If the fanbase is one of the key reasons why women’s sports are so vastly underrepresented, what can we do to get more women interested in the field?
Even now, as with many other things, women question whether they’re ‘allowed’ to watch and enjoy sports. Not only is it seen as a man’s hobby, but it seems impossible that women are allowed to enjoy a lot of things without having to justify their pleasure by offering a long list of extensive knowledge about the subject to anyone who asks.
If they don’t know ‘enough,’ they are accused of pretending to enjoy something for male attention. Women still struggle to exist without men thinking everything we do is for them and sport is no different.
Elise thinks this is the same for women on the pitch as well as off:
“Men earn respect the moment they say they are footballers whereas women are constantly questioned about the level they play at, if they make a living from playing at the top level and always being compared to the men’s game, even though they are completely different.”

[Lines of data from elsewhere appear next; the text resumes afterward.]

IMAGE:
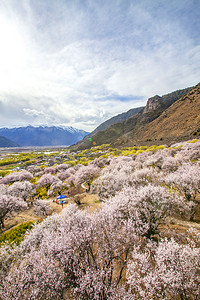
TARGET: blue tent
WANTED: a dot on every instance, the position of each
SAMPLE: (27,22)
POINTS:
(60,197)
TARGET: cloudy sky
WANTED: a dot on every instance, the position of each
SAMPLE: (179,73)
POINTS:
(80,62)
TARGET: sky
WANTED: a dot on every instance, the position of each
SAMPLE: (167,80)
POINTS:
(80,62)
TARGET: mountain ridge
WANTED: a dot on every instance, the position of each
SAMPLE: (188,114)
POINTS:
(153,109)
(43,135)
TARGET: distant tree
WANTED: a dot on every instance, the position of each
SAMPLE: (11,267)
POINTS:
(41,208)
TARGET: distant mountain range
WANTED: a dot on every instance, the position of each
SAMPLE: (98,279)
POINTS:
(42,135)
(164,119)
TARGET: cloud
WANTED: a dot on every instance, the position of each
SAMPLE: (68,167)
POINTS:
(81,62)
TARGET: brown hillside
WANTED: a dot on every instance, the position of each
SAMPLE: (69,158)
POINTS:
(180,121)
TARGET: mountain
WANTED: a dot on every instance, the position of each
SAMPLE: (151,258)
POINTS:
(113,134)
(181,121)
(117,119)
(43,135)
(4,142)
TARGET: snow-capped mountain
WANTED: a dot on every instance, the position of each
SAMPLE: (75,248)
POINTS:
(43,135)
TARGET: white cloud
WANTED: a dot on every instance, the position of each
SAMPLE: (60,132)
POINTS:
(63,62)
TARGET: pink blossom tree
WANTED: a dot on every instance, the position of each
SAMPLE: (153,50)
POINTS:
(8,205)
(16,176)
(22,189)
(81,254)
(46,180)
(165,271)
(187,180)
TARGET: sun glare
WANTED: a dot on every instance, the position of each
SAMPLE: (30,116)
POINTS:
(12,49)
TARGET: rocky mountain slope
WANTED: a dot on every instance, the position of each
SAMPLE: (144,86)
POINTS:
(117,119)
(43,135)
(181,121)
(117,133)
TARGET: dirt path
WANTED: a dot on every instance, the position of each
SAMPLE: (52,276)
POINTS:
(87,200)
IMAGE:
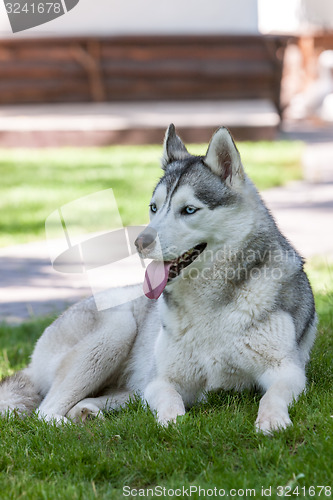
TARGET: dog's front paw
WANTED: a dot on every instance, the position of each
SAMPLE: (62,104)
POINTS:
(53,418)
(270,420)
(83,411)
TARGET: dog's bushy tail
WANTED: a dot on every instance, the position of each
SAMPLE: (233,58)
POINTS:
(18,394)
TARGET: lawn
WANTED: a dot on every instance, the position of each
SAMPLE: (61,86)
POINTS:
(127,454)
(34,183)
(214,445)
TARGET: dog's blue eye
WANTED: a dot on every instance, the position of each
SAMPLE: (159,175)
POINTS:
(189,210)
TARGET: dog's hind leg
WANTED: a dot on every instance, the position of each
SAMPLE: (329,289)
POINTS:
(88,366)
(93,407)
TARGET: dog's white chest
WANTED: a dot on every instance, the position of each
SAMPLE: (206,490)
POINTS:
(201,350)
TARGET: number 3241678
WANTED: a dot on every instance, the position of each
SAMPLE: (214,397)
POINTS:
(311,491)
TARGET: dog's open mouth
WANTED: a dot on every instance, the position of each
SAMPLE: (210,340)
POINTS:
(159,273)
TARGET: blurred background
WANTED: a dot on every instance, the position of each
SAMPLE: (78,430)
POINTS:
(119,72)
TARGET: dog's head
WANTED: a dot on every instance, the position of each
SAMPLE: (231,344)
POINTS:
(194,205)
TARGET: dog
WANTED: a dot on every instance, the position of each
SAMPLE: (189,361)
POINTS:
(227,306)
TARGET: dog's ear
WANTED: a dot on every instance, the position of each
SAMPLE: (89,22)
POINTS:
(223,158)
(174,148)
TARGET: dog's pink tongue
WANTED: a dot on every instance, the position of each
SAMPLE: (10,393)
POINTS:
(156,278)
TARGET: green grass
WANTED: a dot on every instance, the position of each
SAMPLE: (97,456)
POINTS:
(214,445)
(34,183)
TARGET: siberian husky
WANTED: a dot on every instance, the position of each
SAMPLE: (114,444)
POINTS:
(227,306)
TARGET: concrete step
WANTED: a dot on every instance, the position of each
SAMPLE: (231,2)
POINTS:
(133,123)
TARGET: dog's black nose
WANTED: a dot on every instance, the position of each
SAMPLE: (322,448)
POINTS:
(146,239)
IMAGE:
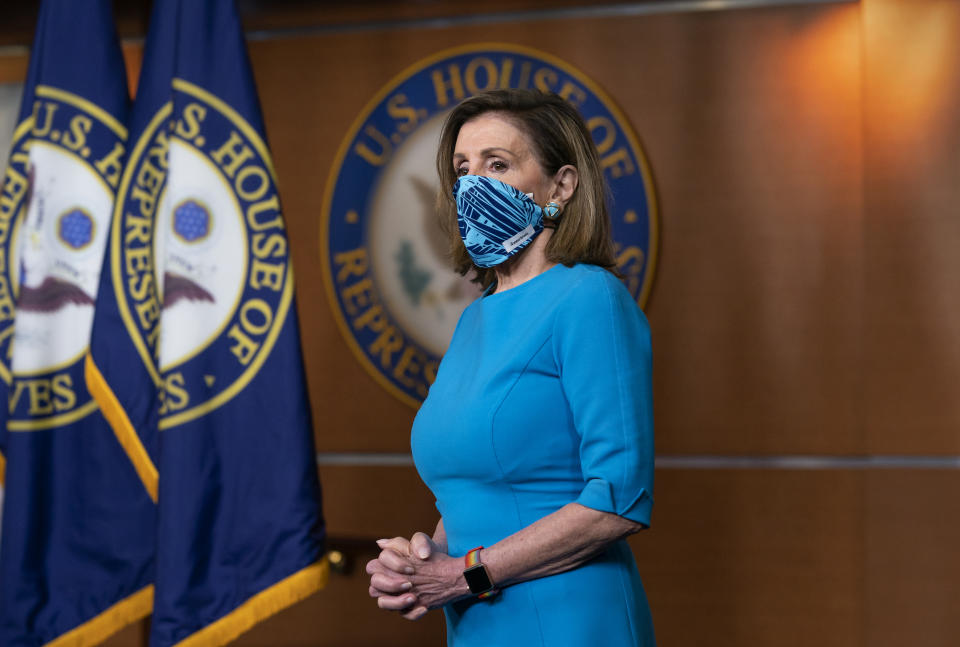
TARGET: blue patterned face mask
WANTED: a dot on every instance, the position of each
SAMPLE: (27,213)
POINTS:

But making a living from football is yet another hurdle that women have to overcome.
According to research from Sporting Intelligence, the average salary in the English Premier League can be up to 99 times higher than the top paid women’s counterparts.
On top of the extortionate pay gap between women’s and men’s football, Charlotte believes there are attitudes taken by those in the industry that do nothing to help ease the stigma:
“Certain referees speak to you in a patronising and disrespectful tone that they would never take with lads, both at uni level and Sunday league.”
For many women in football, payment isn’t a huge issue. It’s an industry that isn’t entered into without passion and drive, regardless of the pay. It’s an industry you have to enjoy being in before money comes into the question.
But with the obstacle of pay removed, shouldn’t women at least be offered the same level of respect and tolerance male footballers are granted, both off and on the pitch?
“[Women’s football] needs to be its own sport.” Elise told me when I asked her how we can improve the treatment of women in the industry.
“What I mean by that is that it’s constantly compared to the men’s game. It’s hard for someone who’s never watched women’s football to not compare it to the men’s game. But if more people had a clear mind watching the game, understanding that women have different strengths, they’d begin to grasp how good women can actually be.”
Charlotte agrees. She told me that we need to bring more education to the physical differences between the women’s and men’s sports, and realise that football isn’t one size fits all:
“Figures from both the male and female sport need to open a conversation that is both reasonable and forward thinking regarding the physical differences between men and women in sport, rather than the usual patronising talk.”
Elise also thinks that safety, along with representation, is a key component in encouraging women to engage with sports:
“Women need to feel safer and more confident in a sports environment. Men are more likely to thrive in a competitive environment. I’m not saying women can’t thrive in that environment because they can, but if they saw more women advertised on the TV or social media then it would help women to believe that they can do it too.”
Regardless of the fact we still have a way to go when it comes to increasing coverage, awareness and involvement in women’s sports, we have come on leaps and bounds, especially in recent years. Elise has high hopes for the future:
“The improvements I’ve seen are incredible considering I’m at the start of my career… Being a professional 5 years ago meant that you still had to have a job. Players would train after work and play on weekends for little money. Now I live off my wage and the women’s game is only going in the right direction.”